Topic: Edited Text Files when Testing


view this post on Zulip Chris Duncan (Oct 09 2022 at 20:23):

When I ran cargo test, a bunch of text files were edited. For example, crates/compiler/test_mono/generated/when_on_two_values.txt had the following changes:

procedure Num.19 (#Attr.2, #Attr.3):
-    let Num.257 : I64 = lowlevel NumAdd #Attr.2 #Attr.3;
-    ret Num.257;
+    let Num.256 : I64 = lowlevel NumAdd #Attr.2 #Attr.3;
+    ret Num.256;

and I don't understand why...

view this post on Zulip Ayaz Hafiz (Oct 09 2022 at 20:49):

yeah, those tests are.. kind of broken. you can ignore them, they will not impact CI

view this post on Zulip Chris Duncan (Oct 09 2022 at 21:05):

Should we remove them?

view this post on Zulip Brian Carroll (Oct 10 2022 at 06:15):

You need to commit the changes.
These are test results from the middle phases of the compiler. The diffs provide useful information when we change some functionality, but when we add a symbol it's just noise from symbol indices changing.
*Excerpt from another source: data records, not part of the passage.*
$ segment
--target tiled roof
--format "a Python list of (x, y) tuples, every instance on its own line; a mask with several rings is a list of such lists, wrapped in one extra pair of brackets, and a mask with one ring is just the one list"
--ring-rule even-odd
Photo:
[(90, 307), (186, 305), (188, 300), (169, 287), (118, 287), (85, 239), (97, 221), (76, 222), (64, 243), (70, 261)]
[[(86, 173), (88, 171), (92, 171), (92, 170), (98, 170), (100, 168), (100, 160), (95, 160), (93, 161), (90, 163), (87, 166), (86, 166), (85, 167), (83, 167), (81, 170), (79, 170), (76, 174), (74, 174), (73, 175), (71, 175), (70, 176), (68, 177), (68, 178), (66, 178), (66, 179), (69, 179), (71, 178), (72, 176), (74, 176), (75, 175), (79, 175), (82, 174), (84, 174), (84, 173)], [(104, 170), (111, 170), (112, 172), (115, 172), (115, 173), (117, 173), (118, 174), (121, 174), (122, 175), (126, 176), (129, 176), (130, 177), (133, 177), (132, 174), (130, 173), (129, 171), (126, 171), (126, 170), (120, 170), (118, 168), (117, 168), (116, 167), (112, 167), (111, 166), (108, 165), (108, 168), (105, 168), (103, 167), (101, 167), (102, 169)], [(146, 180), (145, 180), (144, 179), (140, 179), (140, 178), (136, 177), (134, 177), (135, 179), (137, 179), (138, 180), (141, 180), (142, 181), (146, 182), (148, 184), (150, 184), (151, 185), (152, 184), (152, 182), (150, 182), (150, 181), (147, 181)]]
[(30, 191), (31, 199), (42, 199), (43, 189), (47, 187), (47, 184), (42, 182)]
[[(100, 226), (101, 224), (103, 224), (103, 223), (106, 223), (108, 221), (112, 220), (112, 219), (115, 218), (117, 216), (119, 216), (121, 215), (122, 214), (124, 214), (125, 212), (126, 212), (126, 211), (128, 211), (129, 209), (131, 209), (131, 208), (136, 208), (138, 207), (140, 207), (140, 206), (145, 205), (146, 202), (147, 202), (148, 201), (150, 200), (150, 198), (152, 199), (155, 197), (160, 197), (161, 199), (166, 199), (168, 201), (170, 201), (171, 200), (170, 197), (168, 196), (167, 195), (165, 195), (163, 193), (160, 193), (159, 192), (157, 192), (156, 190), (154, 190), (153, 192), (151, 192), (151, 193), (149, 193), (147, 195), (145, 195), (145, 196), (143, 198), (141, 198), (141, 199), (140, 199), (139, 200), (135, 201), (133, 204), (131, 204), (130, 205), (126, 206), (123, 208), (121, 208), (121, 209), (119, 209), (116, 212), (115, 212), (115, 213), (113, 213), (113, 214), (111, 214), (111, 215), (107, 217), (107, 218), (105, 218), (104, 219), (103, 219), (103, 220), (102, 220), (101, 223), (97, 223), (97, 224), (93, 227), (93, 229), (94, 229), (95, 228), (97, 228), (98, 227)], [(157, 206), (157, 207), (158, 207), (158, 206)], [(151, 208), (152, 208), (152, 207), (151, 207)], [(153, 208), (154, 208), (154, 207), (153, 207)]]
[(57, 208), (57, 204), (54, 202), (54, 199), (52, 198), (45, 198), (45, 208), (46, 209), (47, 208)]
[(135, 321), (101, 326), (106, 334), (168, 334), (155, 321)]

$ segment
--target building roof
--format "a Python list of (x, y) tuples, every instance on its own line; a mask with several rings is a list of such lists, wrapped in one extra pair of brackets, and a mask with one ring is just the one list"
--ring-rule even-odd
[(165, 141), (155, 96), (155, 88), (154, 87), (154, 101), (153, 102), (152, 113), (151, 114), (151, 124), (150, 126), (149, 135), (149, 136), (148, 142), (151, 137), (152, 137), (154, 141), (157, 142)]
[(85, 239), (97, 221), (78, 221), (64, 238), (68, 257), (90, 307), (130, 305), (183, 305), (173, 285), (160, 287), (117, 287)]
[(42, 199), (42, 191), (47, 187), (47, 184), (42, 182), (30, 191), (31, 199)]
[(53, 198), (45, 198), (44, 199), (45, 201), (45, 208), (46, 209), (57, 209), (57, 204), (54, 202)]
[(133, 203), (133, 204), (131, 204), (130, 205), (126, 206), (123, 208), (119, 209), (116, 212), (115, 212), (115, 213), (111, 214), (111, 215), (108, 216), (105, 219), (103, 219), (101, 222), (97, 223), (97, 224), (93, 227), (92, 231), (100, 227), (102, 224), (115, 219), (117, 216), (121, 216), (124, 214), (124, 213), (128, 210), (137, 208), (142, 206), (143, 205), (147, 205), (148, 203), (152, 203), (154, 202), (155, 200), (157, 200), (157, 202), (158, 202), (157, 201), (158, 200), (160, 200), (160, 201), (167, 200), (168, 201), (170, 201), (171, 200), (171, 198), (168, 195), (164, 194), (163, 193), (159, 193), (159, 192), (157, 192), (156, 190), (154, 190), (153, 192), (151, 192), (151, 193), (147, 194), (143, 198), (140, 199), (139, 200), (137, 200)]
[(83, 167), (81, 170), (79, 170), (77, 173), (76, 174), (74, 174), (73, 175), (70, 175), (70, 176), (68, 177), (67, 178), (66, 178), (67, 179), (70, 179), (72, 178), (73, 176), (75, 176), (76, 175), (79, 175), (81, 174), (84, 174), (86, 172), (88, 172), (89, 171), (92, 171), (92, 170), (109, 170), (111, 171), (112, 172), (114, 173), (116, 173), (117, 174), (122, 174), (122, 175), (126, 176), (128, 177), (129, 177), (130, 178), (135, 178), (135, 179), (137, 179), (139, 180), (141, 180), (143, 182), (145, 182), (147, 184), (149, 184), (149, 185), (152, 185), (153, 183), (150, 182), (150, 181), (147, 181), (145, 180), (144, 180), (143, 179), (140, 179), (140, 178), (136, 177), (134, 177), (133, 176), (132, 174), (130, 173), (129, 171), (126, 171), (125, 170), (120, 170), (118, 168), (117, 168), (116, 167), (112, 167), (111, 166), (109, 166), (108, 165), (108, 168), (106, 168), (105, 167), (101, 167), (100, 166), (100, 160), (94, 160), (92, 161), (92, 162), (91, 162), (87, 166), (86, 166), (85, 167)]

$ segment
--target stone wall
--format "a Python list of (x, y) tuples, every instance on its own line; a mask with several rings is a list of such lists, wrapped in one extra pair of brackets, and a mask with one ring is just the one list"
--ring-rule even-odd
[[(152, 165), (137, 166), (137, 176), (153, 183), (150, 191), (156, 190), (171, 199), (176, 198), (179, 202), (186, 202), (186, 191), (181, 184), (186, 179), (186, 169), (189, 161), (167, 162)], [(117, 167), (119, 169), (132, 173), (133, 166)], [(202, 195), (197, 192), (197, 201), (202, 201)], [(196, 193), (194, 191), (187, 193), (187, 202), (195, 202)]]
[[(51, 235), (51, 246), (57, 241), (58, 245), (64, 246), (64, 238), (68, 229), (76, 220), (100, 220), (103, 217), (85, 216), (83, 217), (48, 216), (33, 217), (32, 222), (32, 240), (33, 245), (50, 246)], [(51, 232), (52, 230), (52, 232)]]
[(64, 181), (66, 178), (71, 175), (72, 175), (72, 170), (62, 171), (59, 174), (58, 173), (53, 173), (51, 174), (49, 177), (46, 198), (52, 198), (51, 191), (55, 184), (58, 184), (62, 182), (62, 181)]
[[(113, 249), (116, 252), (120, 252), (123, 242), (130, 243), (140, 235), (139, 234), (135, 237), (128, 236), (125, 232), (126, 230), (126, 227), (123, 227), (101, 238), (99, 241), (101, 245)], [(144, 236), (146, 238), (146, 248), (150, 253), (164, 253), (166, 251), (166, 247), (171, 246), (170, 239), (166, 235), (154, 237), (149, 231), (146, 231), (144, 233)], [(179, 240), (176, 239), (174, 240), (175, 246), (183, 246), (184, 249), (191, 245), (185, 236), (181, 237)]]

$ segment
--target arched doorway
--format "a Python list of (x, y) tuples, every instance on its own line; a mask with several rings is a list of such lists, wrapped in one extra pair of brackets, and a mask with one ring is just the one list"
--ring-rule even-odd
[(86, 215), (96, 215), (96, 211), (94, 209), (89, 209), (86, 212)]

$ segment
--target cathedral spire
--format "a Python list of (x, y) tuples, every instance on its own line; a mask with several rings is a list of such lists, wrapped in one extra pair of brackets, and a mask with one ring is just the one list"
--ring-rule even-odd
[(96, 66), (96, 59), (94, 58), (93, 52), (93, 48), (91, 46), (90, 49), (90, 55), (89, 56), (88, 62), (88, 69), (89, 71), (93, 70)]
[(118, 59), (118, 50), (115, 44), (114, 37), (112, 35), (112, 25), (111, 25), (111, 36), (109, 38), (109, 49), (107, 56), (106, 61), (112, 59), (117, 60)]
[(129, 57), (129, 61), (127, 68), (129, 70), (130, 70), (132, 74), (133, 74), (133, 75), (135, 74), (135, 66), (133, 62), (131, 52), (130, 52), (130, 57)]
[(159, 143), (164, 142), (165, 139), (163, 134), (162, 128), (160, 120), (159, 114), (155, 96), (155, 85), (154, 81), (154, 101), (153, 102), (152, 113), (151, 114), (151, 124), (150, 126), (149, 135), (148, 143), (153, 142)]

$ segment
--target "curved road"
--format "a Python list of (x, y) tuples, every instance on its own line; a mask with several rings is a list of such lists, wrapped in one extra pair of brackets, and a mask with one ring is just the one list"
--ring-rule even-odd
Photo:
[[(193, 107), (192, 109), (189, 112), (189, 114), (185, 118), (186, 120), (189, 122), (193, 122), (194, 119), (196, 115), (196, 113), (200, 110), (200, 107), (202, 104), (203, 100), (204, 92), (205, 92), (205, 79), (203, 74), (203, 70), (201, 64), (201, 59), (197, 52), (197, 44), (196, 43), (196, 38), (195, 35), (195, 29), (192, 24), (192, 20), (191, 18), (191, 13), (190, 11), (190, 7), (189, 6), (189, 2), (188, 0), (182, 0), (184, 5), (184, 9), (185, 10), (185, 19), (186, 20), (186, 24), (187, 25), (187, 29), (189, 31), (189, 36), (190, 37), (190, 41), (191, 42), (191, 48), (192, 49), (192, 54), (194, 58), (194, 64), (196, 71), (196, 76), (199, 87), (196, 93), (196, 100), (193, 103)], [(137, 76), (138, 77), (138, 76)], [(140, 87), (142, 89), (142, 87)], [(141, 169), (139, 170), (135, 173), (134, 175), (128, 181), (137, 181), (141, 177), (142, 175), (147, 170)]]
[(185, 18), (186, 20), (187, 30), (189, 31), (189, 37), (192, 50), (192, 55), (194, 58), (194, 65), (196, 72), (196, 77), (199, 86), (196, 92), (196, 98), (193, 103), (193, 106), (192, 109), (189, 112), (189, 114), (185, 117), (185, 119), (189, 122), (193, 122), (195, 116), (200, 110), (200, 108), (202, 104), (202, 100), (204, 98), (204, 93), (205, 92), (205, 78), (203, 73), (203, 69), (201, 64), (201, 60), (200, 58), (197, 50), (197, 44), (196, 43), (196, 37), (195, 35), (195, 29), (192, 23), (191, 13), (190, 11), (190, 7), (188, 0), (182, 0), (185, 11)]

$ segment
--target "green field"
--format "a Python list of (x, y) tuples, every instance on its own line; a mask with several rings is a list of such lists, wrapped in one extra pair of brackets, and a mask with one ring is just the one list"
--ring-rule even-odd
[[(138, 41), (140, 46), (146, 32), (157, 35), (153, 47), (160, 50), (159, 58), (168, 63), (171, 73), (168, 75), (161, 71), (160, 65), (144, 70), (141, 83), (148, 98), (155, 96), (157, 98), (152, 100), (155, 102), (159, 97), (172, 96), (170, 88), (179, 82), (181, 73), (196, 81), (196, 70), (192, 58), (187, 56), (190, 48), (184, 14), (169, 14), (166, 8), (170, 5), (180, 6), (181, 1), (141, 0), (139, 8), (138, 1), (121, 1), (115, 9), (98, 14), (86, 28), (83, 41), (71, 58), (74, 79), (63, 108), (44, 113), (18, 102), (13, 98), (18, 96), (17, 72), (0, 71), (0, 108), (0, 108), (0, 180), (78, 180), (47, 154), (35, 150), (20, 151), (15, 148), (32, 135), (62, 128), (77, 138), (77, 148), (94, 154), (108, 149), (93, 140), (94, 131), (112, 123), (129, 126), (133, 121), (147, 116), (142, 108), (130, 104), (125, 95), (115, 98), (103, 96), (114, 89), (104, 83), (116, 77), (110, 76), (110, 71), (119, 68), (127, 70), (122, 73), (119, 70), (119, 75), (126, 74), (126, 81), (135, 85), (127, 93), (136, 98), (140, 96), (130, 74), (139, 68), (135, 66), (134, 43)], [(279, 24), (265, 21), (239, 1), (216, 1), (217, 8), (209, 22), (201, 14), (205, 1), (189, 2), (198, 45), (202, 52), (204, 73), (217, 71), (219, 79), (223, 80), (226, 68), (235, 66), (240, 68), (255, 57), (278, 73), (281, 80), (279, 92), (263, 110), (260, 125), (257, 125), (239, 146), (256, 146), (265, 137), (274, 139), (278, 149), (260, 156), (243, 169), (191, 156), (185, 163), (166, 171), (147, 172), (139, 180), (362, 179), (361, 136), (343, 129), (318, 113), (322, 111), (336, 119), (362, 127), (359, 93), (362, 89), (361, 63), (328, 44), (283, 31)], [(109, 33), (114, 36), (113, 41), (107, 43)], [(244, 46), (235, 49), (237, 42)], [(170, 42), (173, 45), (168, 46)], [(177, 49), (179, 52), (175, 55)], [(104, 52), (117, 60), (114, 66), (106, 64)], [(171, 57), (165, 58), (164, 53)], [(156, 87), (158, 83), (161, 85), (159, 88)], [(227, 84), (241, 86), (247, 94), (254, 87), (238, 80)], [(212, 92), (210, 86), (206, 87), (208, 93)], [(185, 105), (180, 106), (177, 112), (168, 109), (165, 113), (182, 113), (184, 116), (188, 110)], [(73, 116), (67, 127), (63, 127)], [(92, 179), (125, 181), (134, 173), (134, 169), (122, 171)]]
view this post on Zulip Brendan Hansknecht (Oct 10 2022 at 06:21):

Are these the tests that give different results if the compiler is built in release mode instead of debug?

view this post on Zulip Chris Duncan (Oct 10 2022 at 11:57):

These files changes don't occur with the release profile.

view this post on Zulip Ayaz Hafiz (Oct 10 2022 at 13:07):

we don’t run these tests in release mode, which is why they don’t get picked up CI. but yeah they would print something different in release mode. I suggest we turn them off for debug mode and only run them in release mode - cc @Folkert de Vries

view this post on Zulip Folkert de Vries (Oct 10 2022 at 19:43):

that might be ok now. In the early days we were adding a lot of a lot of symbols so the tests generated a lot of noise

view this post on Zulip Chris Duncan (Oct 10 2022 at 20:24):

Aren't these test brittle then? It reminds me of testing with CSS in JS solutions that would change the outcome of the tests since class names were determined randomly. That problem got solved, so I guess we can do the same here.